Infrastructures numériques est un axe destiné à explorer ce qu’il advient des infrastructures à l’ère du numérique. Les fonctionnements techniques, depuis la révolution industrielle particulièrement, reposent de façon décisive sur l’installation et la maintenance d’infrastructures (de transport de personnes, d’acheminement d’énergie, de fourniture de services…). Si nous sommes supposés entrer dans une époque marquée par la reconstitution permanente et instantanée des réseaux au gré des variations de nos besoins, de nos identités, de nos communautés d’échange, et si Internet est présenté comme permettant une flexibilité infinie, les infrastructures n’ont peut-être pas disparu et sont même éventuellement de plus en plus au coeur du fonctionnement technique contemporain. L’axe cherche à identifier et analyser la place, les modalités, les effets des infrastructures de l’économie et de la société numériques. Il peut s’agir d’infrastructures typiquement liées à l’essor d’Internet : Facebook et les autres réseaux sociaux ne sont-ils pas au fond, derrière ce qui est appelé plate-forme, des infrastructures rendant possibles des liens sociaux et leur donnant leur forme ? Réciproquement, Internet et les systèmes de communication contemporains peuvent avoir besoin d’infrastructures parfaitement classiques, comme des câbles, et connaître là une certaine vulnérabilité. Amazon a besoin d’entrepôts. Il peut aussi s’agir de la façon dont les infrastructures vont, d’une manière générale, devenir des supports de collecte de données et, à l’aide de capteurs et d’instruments divers, s’ajuster en fonction du traitement de ces données, comme par exemple les autoroutes numériques.

Ainsi, cet axe est également porteur de thèmes liés aux risques, qu’ils soient environnementaux, techniques, urbains, ou encore sanitaires. Volontairement transversales du point de vue des risques traités, les opérations de recherche sont orientées vers la compréhension des modalités de fonctionnement des infrastructures qui visent à identifier et gérer les situations d’incertitudes scientifiques et techniques. Ce thème émergent pourrait donner lieu à la création d’un axe dédié aux « Risques urbains et environnementaux ».
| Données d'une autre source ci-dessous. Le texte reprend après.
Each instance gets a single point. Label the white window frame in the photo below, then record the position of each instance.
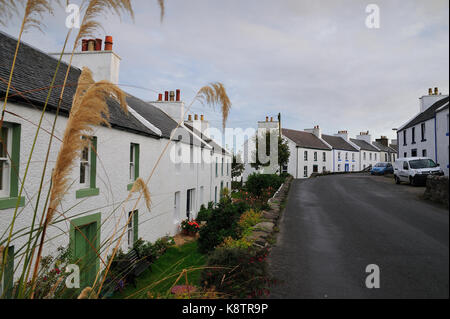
(87, 162)
(5, 162)
(132, 172)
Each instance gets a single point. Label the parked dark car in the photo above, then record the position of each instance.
(382, 169)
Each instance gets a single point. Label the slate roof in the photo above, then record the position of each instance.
(339, 143)
(383, 147)
(33, 74)
(364, 145)
(305, 139)
(426, 115)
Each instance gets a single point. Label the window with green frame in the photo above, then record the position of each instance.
(9, 166)
(134, 164)
(88, 170)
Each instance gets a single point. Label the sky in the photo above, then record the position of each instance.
(314, 61)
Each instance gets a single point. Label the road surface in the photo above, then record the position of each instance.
(335, 226)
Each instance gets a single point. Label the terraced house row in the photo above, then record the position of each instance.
(107, 169)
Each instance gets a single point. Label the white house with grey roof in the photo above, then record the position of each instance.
(426, 134)
(94, 207)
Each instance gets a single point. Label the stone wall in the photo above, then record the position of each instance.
(437, 189)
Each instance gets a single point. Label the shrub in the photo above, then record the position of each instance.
(222, 223)
(239, 272)
(258, 183)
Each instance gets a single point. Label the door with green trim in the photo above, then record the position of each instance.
(85, 251)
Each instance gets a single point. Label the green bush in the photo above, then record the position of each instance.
(258, 183)
(238, 273)
(222, 223)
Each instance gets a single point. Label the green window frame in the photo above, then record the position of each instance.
(77, 223)
(7, 283)
(92, 190)
(137, 151)
(13, 200)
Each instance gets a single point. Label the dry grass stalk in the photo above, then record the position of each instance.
(216, 94)
(86, 293)
(89, 108)
(140, 186)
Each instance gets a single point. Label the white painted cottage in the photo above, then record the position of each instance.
(94, 205)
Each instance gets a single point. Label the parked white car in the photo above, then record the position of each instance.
(415, 170)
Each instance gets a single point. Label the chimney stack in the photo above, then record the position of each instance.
(108, 43)
(98, 44)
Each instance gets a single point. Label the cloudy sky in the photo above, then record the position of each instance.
(315, 61)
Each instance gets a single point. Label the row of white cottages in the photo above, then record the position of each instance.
(311, 151)
(192, 172)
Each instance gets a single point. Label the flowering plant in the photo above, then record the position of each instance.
(190, 226)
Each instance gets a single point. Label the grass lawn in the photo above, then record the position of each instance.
(171, 264)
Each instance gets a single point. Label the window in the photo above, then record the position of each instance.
(190, 202)
(88, 171)
(133, 226)
(422, 131)
(9, 166)
(217, 167)
(134, 163)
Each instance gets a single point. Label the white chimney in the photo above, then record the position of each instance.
(343, 134)
(365, 136)
(428, 100)
(104, 64)
(316, 131)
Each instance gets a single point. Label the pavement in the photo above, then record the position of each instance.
(334, 226)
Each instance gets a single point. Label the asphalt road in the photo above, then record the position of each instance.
(334, 226)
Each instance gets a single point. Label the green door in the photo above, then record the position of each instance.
(86, 253)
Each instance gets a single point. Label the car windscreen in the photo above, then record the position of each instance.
(423, 163)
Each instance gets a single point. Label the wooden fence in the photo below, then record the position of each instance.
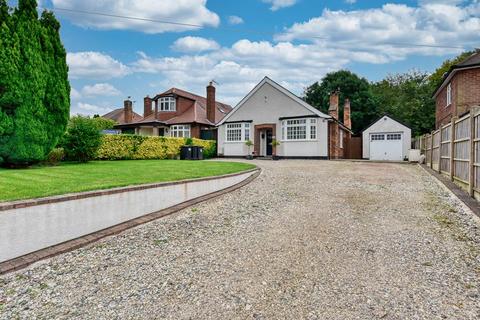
(454, 150)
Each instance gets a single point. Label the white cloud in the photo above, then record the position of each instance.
(194, 44)
(74, 94)
(100, 89)
(89, 109)
(234, 20)
(278, 4)
(386, 30)
(186, 11)
(94, 65)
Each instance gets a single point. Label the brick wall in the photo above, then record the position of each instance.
(465, 94)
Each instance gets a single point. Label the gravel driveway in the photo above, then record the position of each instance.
(305, 240)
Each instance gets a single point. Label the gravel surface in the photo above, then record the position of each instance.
(305, 240)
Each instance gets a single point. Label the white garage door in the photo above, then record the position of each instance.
(386, 146)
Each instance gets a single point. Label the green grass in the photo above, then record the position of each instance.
(16, 184)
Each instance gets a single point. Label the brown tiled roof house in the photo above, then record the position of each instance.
(175, 113)
(459, 91)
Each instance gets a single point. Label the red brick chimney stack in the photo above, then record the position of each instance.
(128, 110)
(333, 109)
(211, 102)
(147, 106)
(347, 121)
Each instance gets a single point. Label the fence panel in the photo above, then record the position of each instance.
(476, 148)
(461, 154)
(445, 150)
(436, 150)
(428, 148)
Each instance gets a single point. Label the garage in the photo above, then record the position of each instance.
(386, 140)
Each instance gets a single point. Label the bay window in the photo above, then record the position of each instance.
(299, 129)
(237, 132)
(167, 104)
(180, 131)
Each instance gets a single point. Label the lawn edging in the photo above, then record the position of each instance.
(32, 230)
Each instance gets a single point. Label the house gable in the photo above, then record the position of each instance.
(268, 102)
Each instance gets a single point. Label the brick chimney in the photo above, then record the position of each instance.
(333, 109)
(211, 102)
(347, 121)
(147, 106)
(128, 110)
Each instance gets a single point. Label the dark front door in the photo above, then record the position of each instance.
(269, 142)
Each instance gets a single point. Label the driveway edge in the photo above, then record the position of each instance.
(470, 203)
(28, 259)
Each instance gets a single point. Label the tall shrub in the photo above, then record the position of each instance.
(34, 87)
(82, 139)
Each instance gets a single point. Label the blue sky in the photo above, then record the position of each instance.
(295, 42)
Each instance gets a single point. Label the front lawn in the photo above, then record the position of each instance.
(38, 182)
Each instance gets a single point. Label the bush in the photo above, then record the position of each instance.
(55, 156)
(129, 147)
(82, 139)
(209, 147)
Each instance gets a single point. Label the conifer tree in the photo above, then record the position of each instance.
(34, 87)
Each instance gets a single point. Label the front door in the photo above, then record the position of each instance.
(269, 142)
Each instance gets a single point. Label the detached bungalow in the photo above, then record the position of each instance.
(271, 112)
(173, 113)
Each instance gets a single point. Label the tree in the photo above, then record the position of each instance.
(408, 98)
(364, 108)
(34, 87)
(436, 78)
(82, 139)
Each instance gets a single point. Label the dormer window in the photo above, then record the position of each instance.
(167, 104)
(449, 94)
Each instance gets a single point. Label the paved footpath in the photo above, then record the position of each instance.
(305, 240)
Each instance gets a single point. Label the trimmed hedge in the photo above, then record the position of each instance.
(134, 147)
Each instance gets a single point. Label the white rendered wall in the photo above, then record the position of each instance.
(387, 125)
(266, 106)
(29, 229)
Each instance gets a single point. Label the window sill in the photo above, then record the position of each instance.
(300, 140)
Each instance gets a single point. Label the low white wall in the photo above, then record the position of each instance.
(29, 229)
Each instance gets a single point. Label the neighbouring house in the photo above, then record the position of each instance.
(459, 91)
(271, 112)
(174, 113)
(386, 139)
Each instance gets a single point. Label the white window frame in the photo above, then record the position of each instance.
(180, 131)
(237, 132)
(449, 94)
(340, 142)
(167, 104)
(307, 125)
(377, 136)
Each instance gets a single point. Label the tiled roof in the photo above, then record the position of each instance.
(119, 116)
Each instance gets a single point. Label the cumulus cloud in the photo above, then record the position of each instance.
(388, 30)
(89, 109)
(234, 20)
(94, 65)
(186, 11)
(100, 89)
(74, 94)
(194, 44)
(238, 68)
(279, 4)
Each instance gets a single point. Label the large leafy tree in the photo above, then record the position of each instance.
(34, 87)
(436, 78)
(408, 98)
(363, 105)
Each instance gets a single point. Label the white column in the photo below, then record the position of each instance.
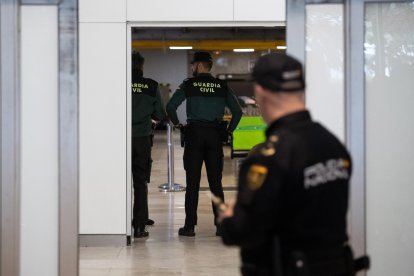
(39, 141)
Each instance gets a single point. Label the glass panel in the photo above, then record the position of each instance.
(389, 77)
(325, 65)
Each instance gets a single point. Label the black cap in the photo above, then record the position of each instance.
(137, 59)
(279, 72)
(202, 57)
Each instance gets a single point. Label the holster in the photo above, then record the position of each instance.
(325, 262)
(182, 135)
(224, 134)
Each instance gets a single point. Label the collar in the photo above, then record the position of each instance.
(292, 118)
(203, 74)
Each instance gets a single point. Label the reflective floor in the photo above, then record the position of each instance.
(164, 252)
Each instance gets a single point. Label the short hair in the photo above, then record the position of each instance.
(207, 64)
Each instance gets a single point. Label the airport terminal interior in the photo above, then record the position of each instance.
(163, 252)
(167, 52)
(66, 188)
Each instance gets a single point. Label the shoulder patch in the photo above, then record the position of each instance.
(256, 176)
(268, 150)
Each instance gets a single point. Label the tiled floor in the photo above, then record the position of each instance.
(164, 252)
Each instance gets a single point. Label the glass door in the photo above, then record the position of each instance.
(389, 120)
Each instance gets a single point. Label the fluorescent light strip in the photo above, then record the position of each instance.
(243, 50)
(181, 47)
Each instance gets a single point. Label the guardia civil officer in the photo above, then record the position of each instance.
(290, 213)
(206, 98)
(146, 103)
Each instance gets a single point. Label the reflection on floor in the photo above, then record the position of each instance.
(164, 252)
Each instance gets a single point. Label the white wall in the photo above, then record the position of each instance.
(39, 141)
(389, 71)
(102, 54)
(260, 10)
(102, 11)
(325, 96)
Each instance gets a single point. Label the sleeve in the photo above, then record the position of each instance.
(174, 103)
(159, 111)
(257, 206)
(235, 110)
Programme des séminaires de l’axe Infranum 2016-2017

 

Faits marquants 2016 de l’axe Infrastructures Numériques

L’axe regroupe une dizaine de membres, dont une part importante de doctorant-e-s souvent sous contrat Cifre. À la croisée de la sociologie de l’innovation, du numérique, du travail et de l’économie, leurs travaux portent sur des objets tels que les compteurs électriques communicants, les espaces de coworking, les transformations du travail à l’œuvre dans de multiples mondes professionnels (la vente dans les télécommunications, la télémédecine, etc.), les travailleurs indépendants des plateformes, les milieux syndicaux, les objets connectés dans les politiques de santé au travail, ou encore les cartes de crédits. Ils s’attachent à la compréhension des innovations et des trajectoires techniques, à l’heure du numérique, d’objets de recherche qui sont traditionnellement ceux du laboratoire (grands réseaux techniques, Internet, outils de gestion mobilisés par des réseaux d’innovateurs comme les entrepreneurs indépendants ou les ingénieurs et de leurs mondes professionnels issus du privé et du public).
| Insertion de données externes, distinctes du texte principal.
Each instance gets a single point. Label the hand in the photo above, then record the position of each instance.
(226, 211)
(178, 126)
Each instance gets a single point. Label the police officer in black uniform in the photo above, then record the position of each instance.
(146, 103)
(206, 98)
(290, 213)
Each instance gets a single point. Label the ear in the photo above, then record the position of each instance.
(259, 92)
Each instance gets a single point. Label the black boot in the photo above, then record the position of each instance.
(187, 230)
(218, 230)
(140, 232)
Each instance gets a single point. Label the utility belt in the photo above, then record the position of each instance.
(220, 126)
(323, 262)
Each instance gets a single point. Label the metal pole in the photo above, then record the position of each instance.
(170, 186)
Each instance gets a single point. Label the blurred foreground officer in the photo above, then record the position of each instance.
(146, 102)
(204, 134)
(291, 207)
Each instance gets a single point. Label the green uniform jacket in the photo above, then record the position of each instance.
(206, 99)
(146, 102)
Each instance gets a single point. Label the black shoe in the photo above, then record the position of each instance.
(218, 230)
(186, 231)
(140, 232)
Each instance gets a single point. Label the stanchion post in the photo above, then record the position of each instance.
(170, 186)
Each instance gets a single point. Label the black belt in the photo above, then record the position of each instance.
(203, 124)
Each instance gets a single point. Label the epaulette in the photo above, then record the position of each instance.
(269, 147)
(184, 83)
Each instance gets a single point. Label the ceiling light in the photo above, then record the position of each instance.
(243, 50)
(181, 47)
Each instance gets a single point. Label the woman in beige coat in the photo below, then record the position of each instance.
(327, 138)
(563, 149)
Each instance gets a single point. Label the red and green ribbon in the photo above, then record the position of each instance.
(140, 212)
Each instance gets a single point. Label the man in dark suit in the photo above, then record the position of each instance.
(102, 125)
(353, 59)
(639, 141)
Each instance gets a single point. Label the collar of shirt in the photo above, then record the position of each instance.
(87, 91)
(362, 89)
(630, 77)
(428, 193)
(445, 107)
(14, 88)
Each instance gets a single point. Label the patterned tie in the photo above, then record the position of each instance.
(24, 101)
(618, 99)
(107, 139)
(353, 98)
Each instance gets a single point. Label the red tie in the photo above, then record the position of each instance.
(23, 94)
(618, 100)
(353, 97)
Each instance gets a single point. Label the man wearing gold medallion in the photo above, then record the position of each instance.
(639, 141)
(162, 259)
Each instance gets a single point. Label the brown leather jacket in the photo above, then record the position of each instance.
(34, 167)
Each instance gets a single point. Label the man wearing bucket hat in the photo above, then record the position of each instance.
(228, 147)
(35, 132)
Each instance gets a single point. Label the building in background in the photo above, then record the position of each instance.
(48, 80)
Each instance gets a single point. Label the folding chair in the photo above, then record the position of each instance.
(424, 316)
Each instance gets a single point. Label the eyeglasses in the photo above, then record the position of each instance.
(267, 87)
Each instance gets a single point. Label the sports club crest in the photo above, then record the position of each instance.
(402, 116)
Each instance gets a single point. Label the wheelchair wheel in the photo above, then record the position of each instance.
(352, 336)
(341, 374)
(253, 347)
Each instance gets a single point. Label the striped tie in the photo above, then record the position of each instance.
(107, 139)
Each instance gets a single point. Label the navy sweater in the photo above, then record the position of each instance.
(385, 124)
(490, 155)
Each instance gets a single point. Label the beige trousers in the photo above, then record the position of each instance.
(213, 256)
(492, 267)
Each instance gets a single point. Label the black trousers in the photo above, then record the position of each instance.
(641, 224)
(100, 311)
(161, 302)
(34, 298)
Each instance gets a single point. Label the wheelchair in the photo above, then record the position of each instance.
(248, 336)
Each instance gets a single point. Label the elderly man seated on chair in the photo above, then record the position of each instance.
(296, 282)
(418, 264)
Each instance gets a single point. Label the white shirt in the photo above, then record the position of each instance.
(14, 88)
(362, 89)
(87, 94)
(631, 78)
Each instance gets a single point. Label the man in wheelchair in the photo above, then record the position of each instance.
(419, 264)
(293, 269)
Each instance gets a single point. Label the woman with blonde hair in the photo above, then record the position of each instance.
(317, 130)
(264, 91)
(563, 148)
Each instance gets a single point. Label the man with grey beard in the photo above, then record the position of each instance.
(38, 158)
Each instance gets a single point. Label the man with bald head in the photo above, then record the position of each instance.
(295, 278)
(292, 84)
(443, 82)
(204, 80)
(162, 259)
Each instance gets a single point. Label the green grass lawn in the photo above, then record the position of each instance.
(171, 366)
En 2016, ces derniers ont publié différents articles et ont participé à nombre de colloques ou de restitutions scientifiques auprès de grands groupes privés. Cette année a été également consacrée à l’opportunité de prolonger les échanges scientifiques de l’axe Infrastructures numériques initiés l’année précédente. L’axe a travaillé principalement sous la forme d’un séminaire (8 séances collectives pour l’année 2016, dont 1 séance avec l’axe RUE). Les séances ont été consacrées à la présentation de travaux de chercheurs membres de l’axe ou d’autres axes du laboratoire, mais aussi de chercheurs universitaires extérieurs, nourrissant la compréhension des mondes ouvriers de la logistique, de l’usage de capteurs de la mise en crue de la Seine, ou des nouvelles modalités de détection de la fraude à la consommation. Le séminaire a réuni à chaque fois une quinzaine ou une vingtaine de personnes (chercheurs et doctorants du LATTS, étudiants, chercheurs extérieurs). Toutes les séances ont été ouvertes avec succès à l’ensemble du laboratoire. L’année a aussi été marquée par les soutenances d’HDR (Alexandre Mathieu- Fritz sur la télémédecine) et de thèse (Thomas Jammet sur le web social, Baptiste Kotras sur l’opinion en ligne).